Phillipstown was actually part of Cold Spring, not more than ten miles away.

“Rosita, may I come and get the wig from you now?”

“I’m not sure.”

She was starting to sound worried.

“Why not, Rosita?”

“Because my apartment is in a two-story house, and my landlady sees everything. I don’t want anyone to see you here. I am afraid of Rob Westerfield.”

For the moment all I cared about was getting my hands on the wig. Later, if Rob was put on trial for Phil’s death, I would try to persuade Rosita to be a witness.
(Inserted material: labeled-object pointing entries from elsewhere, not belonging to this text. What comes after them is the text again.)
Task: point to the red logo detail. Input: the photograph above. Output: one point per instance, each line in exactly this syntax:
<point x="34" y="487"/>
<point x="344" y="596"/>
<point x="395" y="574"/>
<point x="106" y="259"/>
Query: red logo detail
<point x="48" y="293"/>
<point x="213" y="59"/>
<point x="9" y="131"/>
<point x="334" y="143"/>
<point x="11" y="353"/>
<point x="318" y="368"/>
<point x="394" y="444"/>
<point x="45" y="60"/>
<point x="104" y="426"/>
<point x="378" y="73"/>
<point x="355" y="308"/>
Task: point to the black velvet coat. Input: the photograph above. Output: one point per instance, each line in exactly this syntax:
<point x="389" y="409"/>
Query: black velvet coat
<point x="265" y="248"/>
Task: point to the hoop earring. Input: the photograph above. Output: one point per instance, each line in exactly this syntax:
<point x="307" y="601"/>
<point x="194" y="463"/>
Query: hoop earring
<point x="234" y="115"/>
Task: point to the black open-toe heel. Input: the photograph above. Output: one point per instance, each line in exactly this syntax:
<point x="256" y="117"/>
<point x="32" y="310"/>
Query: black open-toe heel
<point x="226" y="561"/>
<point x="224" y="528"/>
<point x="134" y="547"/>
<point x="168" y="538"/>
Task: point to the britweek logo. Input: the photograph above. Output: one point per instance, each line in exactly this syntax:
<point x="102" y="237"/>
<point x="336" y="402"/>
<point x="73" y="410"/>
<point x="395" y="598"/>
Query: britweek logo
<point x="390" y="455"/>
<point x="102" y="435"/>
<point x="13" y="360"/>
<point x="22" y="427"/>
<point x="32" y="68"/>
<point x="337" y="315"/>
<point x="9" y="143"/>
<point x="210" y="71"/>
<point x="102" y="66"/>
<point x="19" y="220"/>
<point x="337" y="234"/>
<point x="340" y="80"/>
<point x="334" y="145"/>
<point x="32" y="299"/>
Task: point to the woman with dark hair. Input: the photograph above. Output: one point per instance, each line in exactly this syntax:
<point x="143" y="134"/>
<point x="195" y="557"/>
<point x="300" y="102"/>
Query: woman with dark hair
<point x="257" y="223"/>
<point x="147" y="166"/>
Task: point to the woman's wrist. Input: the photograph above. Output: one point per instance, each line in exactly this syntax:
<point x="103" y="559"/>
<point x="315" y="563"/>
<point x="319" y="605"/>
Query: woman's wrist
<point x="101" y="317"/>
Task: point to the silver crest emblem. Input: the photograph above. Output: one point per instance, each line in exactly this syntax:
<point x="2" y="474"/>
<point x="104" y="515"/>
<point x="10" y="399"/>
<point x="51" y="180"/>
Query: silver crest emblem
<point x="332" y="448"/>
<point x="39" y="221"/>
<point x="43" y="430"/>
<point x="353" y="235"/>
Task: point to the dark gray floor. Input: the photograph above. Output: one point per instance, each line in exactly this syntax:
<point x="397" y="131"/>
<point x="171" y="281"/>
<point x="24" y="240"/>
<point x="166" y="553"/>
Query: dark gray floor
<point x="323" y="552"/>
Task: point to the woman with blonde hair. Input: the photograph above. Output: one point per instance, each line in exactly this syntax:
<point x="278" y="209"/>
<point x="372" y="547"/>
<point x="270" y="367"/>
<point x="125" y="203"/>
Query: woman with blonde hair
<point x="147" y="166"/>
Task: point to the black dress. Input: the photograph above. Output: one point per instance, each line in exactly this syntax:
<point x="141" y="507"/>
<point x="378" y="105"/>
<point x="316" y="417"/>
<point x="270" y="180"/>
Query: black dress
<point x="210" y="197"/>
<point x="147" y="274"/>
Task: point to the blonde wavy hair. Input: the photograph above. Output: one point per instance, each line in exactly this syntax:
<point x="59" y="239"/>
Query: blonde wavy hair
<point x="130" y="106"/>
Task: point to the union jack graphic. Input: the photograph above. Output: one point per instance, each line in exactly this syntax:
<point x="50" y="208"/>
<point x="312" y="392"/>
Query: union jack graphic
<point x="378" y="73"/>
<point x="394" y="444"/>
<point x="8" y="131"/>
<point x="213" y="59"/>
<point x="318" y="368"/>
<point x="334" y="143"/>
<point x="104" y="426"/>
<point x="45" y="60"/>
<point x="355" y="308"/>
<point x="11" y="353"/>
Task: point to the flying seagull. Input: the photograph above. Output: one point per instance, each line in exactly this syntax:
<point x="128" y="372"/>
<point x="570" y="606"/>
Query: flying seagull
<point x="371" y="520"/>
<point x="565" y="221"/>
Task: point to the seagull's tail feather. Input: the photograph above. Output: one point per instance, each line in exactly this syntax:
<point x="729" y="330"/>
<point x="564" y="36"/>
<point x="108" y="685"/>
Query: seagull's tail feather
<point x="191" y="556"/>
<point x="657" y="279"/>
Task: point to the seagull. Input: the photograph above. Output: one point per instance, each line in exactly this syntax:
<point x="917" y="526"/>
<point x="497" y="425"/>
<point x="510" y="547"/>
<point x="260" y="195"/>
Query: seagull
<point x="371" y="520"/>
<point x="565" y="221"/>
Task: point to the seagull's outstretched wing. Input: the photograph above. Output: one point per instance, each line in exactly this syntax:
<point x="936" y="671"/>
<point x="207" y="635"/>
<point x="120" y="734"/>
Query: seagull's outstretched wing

Before I could try to convince her, she volunteered, “I live only a few minutes from the Phillipstown Hotel. If you want, I could drive there and meet you at the back entrance.”

“I can be there in twenty minutes,” I said. “No, make it half an hour.”

“I will be there. Will the wig help to put Rob in jail?”

“I’m sure it will.”

“Good!”

I could hear the satisfaction in Rosita’s voice. She had found a way to get back at the nasty teenager whose insults she had endured for nearly a decade.

I rushed to finish paying my bill and quickly put my bags in the car.

Six minutes later I was on my way to acquire the tangible proof that Rob Westerfield had owned and worn a dark blond wig.

I was hoping that samples of Rob’s DNA would still be lingering within it. That would be definitive proof that the wig had belonged to him.